Learning to be a better doctor? Practice some bird watching
As a doctor, you need a set of skills to make a proper diagnosis. Those are the very skills you need for classifying birds.
This is not really about ornithology or medicine. This is about everything where learning is important and concepts like interleaving practice are crucial for learning engagement.
Interleaving helps parse the birds
The Department of Psychology, UC San Diego, explains and recommends interleaving practice, thus: “When you are learning two or more related concepts or skills, instead of focusing exclusively on one concept or skill at a time, it can be helpful to alternate between them.”
Indeed, one of the proven methods to enhance engagement while learning is interleaving practice. It enables more effective fetching of the right piece of memory and its application in a more flexible and productive manner in a new situation.

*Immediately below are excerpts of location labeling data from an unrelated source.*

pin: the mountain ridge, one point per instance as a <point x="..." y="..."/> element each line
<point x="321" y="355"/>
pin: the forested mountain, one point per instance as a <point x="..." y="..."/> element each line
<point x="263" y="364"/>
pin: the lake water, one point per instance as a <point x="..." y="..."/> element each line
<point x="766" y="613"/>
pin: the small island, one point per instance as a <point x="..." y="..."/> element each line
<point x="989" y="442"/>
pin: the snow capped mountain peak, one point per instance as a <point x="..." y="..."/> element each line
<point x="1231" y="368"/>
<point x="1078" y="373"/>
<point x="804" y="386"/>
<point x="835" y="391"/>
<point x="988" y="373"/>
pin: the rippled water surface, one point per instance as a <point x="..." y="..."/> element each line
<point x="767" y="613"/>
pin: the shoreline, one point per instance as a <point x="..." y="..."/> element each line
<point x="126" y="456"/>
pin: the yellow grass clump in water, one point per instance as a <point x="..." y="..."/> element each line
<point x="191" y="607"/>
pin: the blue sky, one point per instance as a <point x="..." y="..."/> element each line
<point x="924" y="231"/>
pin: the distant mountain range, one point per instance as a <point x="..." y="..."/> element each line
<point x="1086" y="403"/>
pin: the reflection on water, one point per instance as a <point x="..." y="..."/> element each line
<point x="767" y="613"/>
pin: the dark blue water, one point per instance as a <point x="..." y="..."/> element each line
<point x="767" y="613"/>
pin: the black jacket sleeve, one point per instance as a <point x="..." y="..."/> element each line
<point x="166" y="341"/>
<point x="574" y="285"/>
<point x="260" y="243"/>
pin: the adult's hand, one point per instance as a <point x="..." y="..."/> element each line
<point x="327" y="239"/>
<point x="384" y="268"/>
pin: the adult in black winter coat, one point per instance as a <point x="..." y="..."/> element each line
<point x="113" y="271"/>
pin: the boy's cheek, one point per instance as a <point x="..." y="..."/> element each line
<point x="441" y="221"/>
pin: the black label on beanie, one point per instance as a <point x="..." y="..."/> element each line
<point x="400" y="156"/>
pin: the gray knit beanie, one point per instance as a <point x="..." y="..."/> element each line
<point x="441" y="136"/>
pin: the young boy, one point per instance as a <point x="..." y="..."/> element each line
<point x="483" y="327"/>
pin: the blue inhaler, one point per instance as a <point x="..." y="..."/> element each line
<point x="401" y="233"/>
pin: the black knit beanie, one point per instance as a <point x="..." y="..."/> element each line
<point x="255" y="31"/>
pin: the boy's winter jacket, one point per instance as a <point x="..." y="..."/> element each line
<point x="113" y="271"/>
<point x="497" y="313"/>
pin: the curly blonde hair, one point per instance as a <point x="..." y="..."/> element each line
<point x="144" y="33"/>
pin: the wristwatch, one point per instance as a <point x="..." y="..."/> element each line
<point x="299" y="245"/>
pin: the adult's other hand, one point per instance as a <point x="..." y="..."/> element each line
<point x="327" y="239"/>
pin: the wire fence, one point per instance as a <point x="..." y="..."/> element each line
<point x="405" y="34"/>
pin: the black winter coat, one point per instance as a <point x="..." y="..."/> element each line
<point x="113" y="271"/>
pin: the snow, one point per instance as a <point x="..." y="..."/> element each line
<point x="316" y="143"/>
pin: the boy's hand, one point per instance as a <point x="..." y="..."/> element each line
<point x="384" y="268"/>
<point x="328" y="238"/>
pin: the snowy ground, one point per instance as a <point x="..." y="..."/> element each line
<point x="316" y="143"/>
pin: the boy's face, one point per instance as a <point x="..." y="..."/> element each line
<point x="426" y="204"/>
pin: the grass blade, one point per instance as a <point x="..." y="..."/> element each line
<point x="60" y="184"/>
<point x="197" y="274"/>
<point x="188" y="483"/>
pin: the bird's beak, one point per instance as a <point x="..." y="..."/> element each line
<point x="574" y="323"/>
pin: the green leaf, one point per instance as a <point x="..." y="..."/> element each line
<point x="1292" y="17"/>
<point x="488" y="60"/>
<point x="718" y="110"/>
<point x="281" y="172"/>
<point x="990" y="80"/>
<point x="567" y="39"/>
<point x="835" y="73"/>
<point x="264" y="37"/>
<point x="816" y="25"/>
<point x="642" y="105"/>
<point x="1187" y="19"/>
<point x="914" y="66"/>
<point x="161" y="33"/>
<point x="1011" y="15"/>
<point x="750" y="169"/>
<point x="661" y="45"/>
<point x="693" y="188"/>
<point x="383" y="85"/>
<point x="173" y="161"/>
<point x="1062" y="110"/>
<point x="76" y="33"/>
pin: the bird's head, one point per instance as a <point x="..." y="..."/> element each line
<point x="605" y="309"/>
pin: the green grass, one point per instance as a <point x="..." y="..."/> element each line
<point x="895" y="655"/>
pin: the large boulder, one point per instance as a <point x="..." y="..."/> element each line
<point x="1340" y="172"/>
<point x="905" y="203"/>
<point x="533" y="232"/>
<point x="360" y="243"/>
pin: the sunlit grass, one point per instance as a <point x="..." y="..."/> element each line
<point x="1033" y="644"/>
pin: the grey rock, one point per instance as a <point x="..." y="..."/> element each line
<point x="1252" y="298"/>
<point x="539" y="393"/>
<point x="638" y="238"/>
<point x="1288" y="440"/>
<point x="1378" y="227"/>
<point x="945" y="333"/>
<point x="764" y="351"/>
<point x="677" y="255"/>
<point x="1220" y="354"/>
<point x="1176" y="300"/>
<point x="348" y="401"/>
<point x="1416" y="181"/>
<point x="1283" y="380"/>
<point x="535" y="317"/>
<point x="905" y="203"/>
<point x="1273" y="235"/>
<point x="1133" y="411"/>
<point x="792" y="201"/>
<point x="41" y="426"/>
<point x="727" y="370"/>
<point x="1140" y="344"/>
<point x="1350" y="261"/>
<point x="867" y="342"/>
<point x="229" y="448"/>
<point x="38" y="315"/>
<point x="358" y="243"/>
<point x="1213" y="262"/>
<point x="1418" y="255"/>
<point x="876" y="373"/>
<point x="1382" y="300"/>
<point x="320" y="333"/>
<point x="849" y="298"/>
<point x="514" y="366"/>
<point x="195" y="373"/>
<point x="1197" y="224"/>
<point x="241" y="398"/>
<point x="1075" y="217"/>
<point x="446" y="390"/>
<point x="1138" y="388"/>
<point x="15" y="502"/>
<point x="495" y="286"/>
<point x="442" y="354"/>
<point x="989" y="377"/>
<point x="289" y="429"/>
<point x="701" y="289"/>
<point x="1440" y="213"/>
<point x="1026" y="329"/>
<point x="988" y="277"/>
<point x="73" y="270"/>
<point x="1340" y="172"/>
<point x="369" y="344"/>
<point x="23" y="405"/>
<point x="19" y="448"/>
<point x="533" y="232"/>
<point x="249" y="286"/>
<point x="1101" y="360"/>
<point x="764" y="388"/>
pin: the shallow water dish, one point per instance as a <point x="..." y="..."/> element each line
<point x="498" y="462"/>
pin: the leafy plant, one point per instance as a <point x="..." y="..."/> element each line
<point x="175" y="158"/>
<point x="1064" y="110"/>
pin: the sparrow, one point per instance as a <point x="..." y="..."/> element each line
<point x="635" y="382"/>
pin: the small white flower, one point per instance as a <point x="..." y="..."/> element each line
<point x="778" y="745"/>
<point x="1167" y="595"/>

More specifically, the power of interleaving improves discriminability in those learning bird classification. You need to consider a wide range of traits to identify an avian family. What makes it more complex is that members of the same family need not share the same traits. This is how the book Make It Stick puts it: “Because rules for classification can only rely on these characteristic traits rather than on defining traits (ones that hold for every member), bird classification is a matter of learning concepts and making judgments, not simply memorizing features.”
Making flexible use of knowledge
In his interview to Peter Brown, one of the authors of Make It Stick, Dr Douglas Larsen of Washington University Medical School in St. Louis, explains the connection between classifying birds and making a diagnosis. The variety that helps the ornithologists appreciate the nuances better, helps doctors understand every patient better. “There are many layers of explicit and implicit memory involved in the ability to discriminate between symptoms and their interrelationships.”
As the patient talks, the doctor is sifting through the mental library to see what fits, while also “unconsciously polling” past experiences to help interpret the patient’s description. The diagnosis at the end of it all is a “judgment call”.
Medical education is important—the lectures, the anatomy sessions, and the early rounds in a hospital. Dr Larsen teaches in a school that uses high-tech mannequins and even trained actors to put students through a near-real experience. Everything is assessed—the bedside manner, the quality of interaction and conversation, and the final diagnosis.
More to learning than gathering facts
For those who understand the value of learning engagement, Dr Larsen’s finding will come as no surprise. You end up being more competent at seeing patients in real life if your learning included seeing near-real patients.
Dr Salim Ali, the renowned ornithologist of India had once said: “The man with no imagination has no wings.” Imagination cannot spread its wings if all it has is grains of facts to peck at. It takes engaged learning to be at one’s adaptable best, whether you are getting to know birds or healing a patient.